Workbox: .mjs is hard to use with SSR frameworks like NextJS

Created on 11 Feb 2019  路  26Comments  路  Source: GoogleChrome/workbox

Hello,

I'm using rc.0 version of this library.

It seems you're publishing only .mjs files for workbox-window, but .mjs files are pretty new development and are hard to use with legacy or even new versions of frameworks like more resent and stable NextJS 7.0.2. Such feamework doesn't support .mjs files in dependencies and complain for builds with "unknown export keyword" errors.

Could you for the time being publish both .mjs and .js versions on npm? It would make it far easier to use this library.

Most helpful comment

Ok, after discussing this with the rest of the team, here's what we're going to do. Hopefully this will make it as easy as possible to consume workbox-window in a variety of situations while still allowing those that don't need (or want) to ship ES5 code to be able to do so.
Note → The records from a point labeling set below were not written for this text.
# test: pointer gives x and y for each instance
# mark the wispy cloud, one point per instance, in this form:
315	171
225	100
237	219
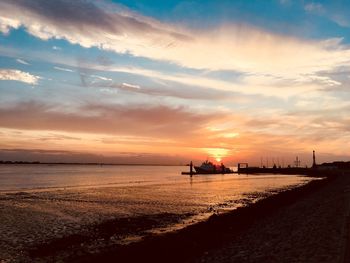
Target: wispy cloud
122	31
63	69
21	61
17	75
In https://github.com/GoogleChrome/workbox/pull/1899, I've updated the build to include a module version transpiled to ES5. That means we should be able to support all of the following situations:

1) Requiring workbox-window in a node:

// Imports a UMD version with ES5 syntax
const {Workbox} = require('workbox-window');

2) Importing workbox-window via webpack or Rollup in a context where your build does not automatically transpile anything in node_modules:

// Imports the module version with ES5 syntax
import {Workbox} from 'workbox-window';

3) Importing workbox-window via webpack or Rollup in a context where you handle transpiling yourself (or you don't need to transpile to ES5):

// Imports the module version with ES2015+ syntax
import {Workbox} from 'workbox-window/Workbox.mjs';

Does this address all the issues raised here?

All 26 comments

Another reason is that for performance reasons for testing we use jsdom to render page on server side within node itself, without bundling the code. Currently we use Node 10 (stable!) which doesn't support .mjs files out of the box.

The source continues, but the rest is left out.